I tried. I really tried. For the fourth time in my life, this week I gave up on Gravity’s Rainbow, Thomas Pynchon’s gigantic novel about – well, what, exactly? I’m not at all sure I could tell you. I got to almost page 200 in the Viking/Penguin edition this time, accompanied by a reader’s guide which itself used words I had never encountered before and seemed to detect wordplay across dozens of pages and names which, if it existed, could have been little more than a joke against the poor reader on the part of the clever novelist.
And that was the problem, I think. I just felt that there was humour being perpetrated, and I was the perpetratee. I am glad I am part of a species that includes someone with the intelligence, the reading and the sheer bloody stamina to have written Gravity’s Rainbow. But when you get to the end of a nine-page chapter and you realise you have no idea what just happened, it’s time to call it a day.
So, after this spicy dish with overwhelming flavours which inspire you and give you stomach ache at the same time, what is needed is something light, delicious and palate-cleansing. So, after a gap of twenty years, I picked up what I’ve always claimed to be my favourite book, Henry James’s The Portrait of a Lady.

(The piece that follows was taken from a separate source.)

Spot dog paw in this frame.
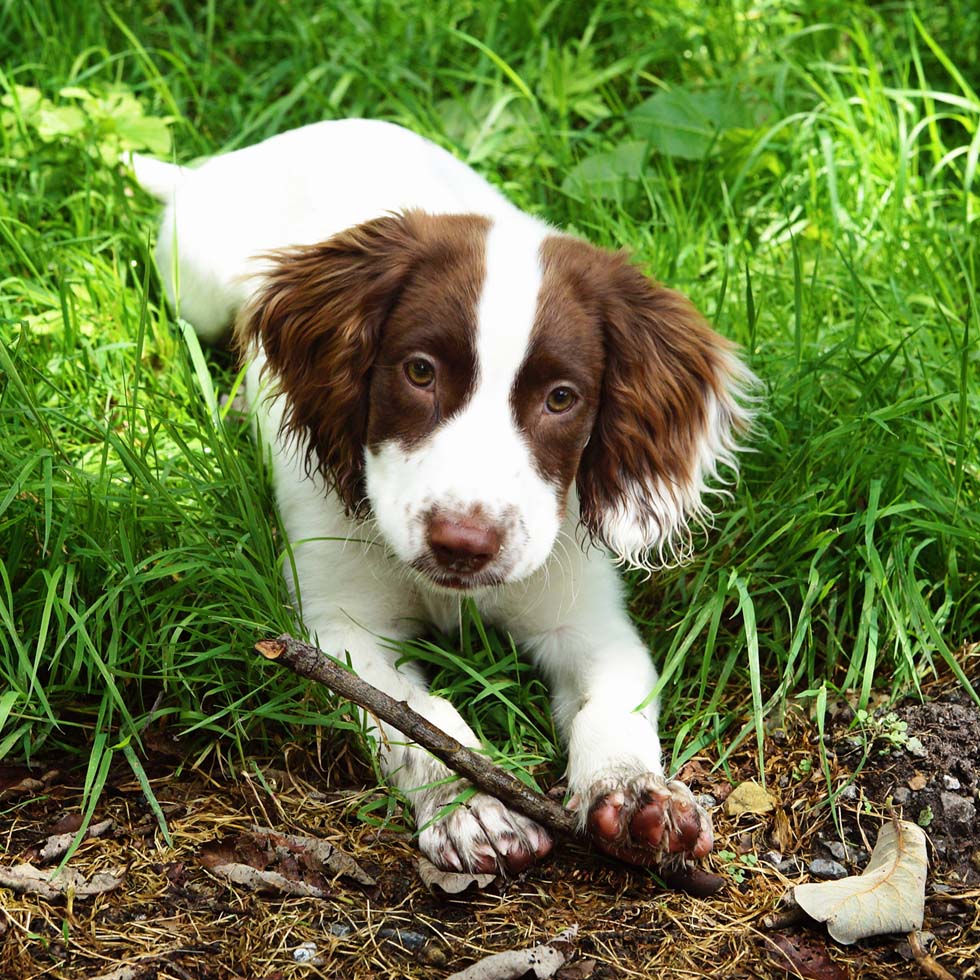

I read it three times between the ages of 17 and 24, and haven’t read it since. I’ve got the Folio edition, a present from my father, and it includes a preface by James which isn’t dated but was obviously written years if not decades after The Portrait of a Lady, at a time when James’s prose had become almost as impenetrable, mannered and infuriating as Pynchon’s. So the Preface is somewhat harder than the novel itself, but it did contain this beautiful phrase which I wrote down and which is the excuse for this rambling screed:
The living wage is the reader’s grant of the least possible quantity of attention required for consciousness of a ‘spell’.
Isn’t that wonderful? And can there be a more succinct way of describing the different grounds Pynchon and James inhabit? Pynchon demands every part of you: your intellect, your sympathy, your full, undisrupted attention. And yet you can still fail, and feel a failure. James, on the other hand, demands some of your time and a soupçon of your wit and, perhaps most of all, the bulk of your sympathy. As an antidote to Pynchon (if one is needed), he’s perfect.